A lot of past job candidates, including me, note how the Reaktor interview is different from many other places because conversation is at the heart of it. But this isn’t a chat over a beer or coffee with your friend. The context gives it very specific goals and limitations. The goal is to understand whether we want to hire, and the key limitation for both us and the candidate is time. In other words, an interview is a time-limited, goal-oriented conversation. And one could say that the limitations create demand for being very effective in this conversation. The effectiveness in interviews is mostly based on specific find-out-more-relevant-information-in-less-time techniques, and they’re something you’ll probably notice when you interview at Reaktor.
Ask the right questions
There are a lot of ways to ask things. Here are a few different types of questions:
Closed (e.g. Do you know how to run a retrospective?)
Open (e.g. What do you think about retros?)
Hypothetical (e.g. Which style of retro would best relieve a situation where the team lacks a common goal?)
Leading (e.g. What kind of action would you take if two team members have a lingering conflict?)
Non-differentiating (e.g. What’s the last book that you read?)
Differentiating behavioral (e.g. Could you tell me about a time when you noticed that the team’s vibe was bad?)
The way an interviewer asks questions makes a huge difference, not only in what the answers are, but also how valuable they are. It affects whether confidence is built in the candidate and if it differentiates the candidate from others. There’s also a cringe factor that needs to be accounted for, as well as learnings per interview minute. (At Reaktor, we don’t view ourselves as corporate, but we do have to keep things like this in mind.)
First we listen. Then we talk.
Any good relationship expert will tell you this is the key to effective communication, and it’s the same with interviews. First, it helps pace the discussion. But perhaps more important, it also manages an interviewer’s influence on the answers. For example, I could first talk about what we usually do at Reaktor, and then ask, “What do you want to do?” Typically, I would get at least a slight regurgitation of what I had just said. And it doesn’t always have to be intentional on the part of the applicant. It could simply be subconscious mirroring.

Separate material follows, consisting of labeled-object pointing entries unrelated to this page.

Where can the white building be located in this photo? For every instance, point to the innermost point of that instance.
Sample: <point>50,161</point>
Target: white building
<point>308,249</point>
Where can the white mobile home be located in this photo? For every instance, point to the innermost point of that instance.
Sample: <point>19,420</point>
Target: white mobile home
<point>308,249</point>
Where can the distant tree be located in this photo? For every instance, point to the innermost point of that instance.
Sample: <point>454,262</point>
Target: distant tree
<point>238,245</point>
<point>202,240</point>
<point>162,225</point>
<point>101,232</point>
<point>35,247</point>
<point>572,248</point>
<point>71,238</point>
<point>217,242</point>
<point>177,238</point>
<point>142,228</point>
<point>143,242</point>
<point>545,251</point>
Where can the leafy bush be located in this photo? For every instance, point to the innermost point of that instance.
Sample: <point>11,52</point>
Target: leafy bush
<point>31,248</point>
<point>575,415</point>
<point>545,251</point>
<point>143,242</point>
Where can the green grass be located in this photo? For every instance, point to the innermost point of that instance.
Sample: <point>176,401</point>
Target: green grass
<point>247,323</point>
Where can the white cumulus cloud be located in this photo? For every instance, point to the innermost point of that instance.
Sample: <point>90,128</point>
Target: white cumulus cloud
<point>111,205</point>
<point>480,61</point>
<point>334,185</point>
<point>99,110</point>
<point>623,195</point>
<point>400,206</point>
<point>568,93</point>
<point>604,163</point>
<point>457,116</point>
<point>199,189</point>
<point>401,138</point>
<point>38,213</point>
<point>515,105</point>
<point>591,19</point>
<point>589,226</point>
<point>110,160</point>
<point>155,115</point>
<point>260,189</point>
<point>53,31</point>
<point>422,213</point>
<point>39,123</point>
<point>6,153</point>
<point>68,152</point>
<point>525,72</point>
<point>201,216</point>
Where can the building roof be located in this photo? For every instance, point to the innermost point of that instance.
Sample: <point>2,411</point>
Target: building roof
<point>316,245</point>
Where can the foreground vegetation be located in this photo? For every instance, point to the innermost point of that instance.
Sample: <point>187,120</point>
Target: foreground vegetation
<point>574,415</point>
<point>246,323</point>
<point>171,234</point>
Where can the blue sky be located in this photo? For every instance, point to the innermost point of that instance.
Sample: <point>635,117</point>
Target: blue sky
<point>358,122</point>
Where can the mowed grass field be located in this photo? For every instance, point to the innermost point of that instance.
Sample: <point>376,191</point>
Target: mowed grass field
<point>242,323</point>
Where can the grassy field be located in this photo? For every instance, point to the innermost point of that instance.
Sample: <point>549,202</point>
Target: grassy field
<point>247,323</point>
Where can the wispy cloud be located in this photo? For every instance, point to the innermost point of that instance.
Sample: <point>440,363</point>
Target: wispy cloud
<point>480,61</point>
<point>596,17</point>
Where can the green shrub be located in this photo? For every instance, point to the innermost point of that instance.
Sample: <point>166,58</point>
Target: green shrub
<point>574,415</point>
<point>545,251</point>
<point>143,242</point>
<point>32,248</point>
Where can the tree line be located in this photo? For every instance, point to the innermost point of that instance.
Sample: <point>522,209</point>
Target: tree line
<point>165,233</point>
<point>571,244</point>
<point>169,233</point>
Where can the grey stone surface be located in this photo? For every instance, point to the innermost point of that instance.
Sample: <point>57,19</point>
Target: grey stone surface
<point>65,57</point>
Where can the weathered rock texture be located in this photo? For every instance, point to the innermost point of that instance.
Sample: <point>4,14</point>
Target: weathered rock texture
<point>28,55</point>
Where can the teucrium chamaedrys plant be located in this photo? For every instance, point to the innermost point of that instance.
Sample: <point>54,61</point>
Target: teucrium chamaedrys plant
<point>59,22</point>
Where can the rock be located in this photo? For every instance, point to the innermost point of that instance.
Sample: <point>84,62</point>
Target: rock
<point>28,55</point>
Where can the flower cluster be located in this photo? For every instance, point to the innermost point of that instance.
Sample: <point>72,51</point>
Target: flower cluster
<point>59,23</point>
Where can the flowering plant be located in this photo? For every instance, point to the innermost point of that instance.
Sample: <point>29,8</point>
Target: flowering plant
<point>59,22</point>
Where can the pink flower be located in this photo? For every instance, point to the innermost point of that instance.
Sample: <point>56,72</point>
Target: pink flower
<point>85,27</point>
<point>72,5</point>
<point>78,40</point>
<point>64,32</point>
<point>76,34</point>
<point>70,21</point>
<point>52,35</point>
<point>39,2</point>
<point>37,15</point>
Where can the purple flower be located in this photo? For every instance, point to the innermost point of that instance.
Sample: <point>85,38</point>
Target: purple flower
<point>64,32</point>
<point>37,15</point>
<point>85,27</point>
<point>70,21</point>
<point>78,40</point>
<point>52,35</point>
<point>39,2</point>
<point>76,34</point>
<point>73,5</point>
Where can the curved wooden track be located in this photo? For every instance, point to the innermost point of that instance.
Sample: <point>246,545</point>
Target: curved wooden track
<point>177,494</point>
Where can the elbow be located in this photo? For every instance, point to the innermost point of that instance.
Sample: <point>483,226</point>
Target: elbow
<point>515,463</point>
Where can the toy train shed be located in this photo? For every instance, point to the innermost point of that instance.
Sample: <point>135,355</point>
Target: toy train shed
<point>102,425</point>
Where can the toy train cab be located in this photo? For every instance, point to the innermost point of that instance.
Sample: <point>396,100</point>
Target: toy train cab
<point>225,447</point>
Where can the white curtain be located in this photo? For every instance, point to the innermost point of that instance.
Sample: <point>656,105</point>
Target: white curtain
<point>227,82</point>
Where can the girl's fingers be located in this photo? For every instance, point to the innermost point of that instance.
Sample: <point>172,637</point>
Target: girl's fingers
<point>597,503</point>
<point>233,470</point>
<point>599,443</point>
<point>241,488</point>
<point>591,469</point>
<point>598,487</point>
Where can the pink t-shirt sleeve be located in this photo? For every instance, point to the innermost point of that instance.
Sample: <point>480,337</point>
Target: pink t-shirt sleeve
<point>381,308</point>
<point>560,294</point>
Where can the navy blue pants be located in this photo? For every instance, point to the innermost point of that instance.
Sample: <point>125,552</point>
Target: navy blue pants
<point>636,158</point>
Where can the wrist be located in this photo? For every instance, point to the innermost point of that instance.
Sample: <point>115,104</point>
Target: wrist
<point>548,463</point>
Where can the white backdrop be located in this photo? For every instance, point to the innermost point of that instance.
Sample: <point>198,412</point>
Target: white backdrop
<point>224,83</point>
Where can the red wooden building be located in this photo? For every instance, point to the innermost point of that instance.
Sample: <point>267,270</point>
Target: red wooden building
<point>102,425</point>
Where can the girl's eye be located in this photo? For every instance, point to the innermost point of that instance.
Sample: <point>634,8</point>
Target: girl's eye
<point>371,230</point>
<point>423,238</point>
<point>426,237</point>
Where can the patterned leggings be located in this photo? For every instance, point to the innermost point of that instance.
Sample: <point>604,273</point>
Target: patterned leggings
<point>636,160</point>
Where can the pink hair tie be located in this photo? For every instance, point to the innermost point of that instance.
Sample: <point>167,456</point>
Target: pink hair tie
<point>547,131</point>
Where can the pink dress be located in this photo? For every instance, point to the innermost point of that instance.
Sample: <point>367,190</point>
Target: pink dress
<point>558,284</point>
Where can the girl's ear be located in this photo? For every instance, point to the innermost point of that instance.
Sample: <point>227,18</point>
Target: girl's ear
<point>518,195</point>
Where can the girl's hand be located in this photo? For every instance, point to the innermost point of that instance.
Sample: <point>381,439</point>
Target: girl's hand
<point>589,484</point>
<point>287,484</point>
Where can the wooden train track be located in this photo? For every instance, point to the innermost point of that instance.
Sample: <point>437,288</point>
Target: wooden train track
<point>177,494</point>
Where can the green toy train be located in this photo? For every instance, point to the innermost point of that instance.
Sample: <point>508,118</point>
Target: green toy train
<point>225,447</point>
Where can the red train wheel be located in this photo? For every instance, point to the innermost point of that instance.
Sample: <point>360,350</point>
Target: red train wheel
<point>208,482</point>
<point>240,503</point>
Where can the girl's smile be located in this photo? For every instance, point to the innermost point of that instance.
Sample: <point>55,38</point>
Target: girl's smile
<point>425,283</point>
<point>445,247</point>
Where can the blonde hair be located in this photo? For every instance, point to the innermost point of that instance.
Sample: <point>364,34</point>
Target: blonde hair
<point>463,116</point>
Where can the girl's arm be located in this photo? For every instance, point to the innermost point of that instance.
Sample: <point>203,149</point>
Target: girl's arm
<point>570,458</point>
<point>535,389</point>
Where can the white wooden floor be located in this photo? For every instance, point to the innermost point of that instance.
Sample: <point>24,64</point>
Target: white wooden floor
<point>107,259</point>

A better method would be for me to first ask, “What do you want to do?” and then only afterwards talk about what we usually do at Reaktor. This allows the candidate to truly express themselves.
“So what you’re saying is…”
Summarising is another very powerful technique for making sure that participants have a similar interpretation of what was said. Mutual understanding is especially useful in interviews where, based on the discussion, we might communicate feedback to the candidate while stopping the interview process. Disappointing outcomes are much easier to accept if the conversation was clearly laid out beforehand.
This mutual understanding can be furthered by an interviewer communicating expectations in relation to their impression of the candidate. (e.g., “My impression is X, does this sound correct? At Reaktor people are often X and in addition Y.”) Talking about impressions is useful since it anchors the outcome to the discussion instead of the factually correct and perfectly documented skills of the candidate (we don’t have time for building this perfect understanding). This combined with questions such as, “Is there anything important you would like to add, or is there something that we forgot to ask?” is very effective and important for the candidate experience as well, so they have an opportunity to influence the situation.
Nothing beats preparation
I think this is the most effective technique. In practice it means having a plan and a discussion template which keeps things on track, makes the process repeatable, sustainable and yields consistent results. Getting prepared is best done by thinking about the goals and limitations of the upcoming conversation (or coming up with goals).